Commit Hooks

Git hooks are scripts that run automatically at various points in the Git workflow (e.g., before committing or pushing changes). They help maintain code quality by performing tasks like linting, formatting, and testing before changes land in the repository.

Learn more about Git hooks here.

Why Use Git Hooks?

Without automated checks, simple issues like linting errors can slip into the codebase, causing pipeline failures and unnecessary “fix-up” commits. By enforcing checks at commit or push time, we keep the commit history cleaner and ensure code quality from the start.

Why Pre-commit?

By default, Git hooks live only on the local machine and aren’t shared with others. This means each developer would need to set them up manually. Pre-commit solves this problem by allowing you to define hook configurations in a shared .pre-commit-config.yaml file. Once committed to the repository, these configurations ensure every contributor runs the same hooks.

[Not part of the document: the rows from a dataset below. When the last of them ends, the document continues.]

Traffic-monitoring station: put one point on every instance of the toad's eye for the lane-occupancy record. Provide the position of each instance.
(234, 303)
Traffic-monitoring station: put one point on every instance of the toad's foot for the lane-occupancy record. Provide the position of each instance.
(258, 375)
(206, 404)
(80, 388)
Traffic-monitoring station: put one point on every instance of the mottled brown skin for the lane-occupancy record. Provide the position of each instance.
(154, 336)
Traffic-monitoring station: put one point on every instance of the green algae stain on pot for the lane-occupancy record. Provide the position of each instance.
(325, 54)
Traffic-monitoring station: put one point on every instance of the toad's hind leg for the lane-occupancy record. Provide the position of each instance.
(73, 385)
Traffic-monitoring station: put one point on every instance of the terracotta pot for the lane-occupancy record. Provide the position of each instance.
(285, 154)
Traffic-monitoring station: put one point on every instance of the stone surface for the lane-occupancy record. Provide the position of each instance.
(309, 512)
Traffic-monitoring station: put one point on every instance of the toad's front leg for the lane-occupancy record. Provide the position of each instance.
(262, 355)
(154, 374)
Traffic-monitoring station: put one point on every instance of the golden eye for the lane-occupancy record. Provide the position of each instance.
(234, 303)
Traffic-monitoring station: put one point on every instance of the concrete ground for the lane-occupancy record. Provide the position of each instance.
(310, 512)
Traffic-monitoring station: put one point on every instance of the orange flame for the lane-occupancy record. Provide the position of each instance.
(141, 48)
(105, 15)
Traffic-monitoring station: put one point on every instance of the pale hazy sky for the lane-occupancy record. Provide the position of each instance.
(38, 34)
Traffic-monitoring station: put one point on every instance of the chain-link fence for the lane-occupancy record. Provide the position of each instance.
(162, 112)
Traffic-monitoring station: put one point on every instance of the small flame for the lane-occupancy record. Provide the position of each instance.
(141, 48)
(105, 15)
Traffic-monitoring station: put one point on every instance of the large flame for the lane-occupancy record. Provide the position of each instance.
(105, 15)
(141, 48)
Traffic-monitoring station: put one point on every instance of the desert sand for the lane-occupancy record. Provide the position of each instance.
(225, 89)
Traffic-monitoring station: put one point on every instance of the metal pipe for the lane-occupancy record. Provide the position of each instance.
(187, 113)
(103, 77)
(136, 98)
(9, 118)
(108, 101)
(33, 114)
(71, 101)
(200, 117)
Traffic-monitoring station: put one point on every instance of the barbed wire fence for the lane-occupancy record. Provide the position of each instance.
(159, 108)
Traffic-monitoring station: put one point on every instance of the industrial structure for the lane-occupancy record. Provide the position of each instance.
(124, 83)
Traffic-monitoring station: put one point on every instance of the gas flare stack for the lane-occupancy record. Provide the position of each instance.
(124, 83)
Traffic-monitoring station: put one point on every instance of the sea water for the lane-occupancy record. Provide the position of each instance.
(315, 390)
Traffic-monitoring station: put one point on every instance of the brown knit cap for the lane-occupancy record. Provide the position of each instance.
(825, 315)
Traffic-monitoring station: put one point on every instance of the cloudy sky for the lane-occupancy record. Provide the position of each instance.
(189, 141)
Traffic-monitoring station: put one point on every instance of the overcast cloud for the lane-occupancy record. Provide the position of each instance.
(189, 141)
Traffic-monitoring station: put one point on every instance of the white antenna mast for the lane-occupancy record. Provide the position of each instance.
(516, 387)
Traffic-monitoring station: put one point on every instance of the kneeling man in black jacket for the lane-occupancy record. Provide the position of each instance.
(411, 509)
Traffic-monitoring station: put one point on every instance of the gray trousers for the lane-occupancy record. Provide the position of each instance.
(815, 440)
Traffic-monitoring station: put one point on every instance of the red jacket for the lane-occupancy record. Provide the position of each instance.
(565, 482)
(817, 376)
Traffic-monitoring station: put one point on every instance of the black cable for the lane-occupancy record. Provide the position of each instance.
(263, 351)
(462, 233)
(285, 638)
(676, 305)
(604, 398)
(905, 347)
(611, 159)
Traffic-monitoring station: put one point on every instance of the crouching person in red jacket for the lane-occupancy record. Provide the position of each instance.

Despite the name, pre-commit can manage multiple hook types (such as pre-push). Learn more about pre-commit.

Setting Up

  1. Install pre-commit

    pip install pre-commit
    # or
    brew install pre-commit  #if you are using macOS
  2. Install the hooks
    The Oakestra repository includes a .pre-commit-config.yaml file. To set up hooks that run before pushing changes, run:

    pre-commit install --hook-type pre-push

We chose pre-push to give developers flexibility. They can commit freely, fix linting issues before pushing, and avoid messy commit histories.

For more configuration details, visit the official pre-commit documentation.

Contributing Code

When you’re ready to push your changes:

  • Perform git push as usual.
  • The configured pre-push hooks will run automatically, checking your code.
  • If issues are found, the push will be aborted so you can fix them before retrying.

By integrating pre-commit hooks into our workflow we ensure consistent code quality and a cleaner commit history.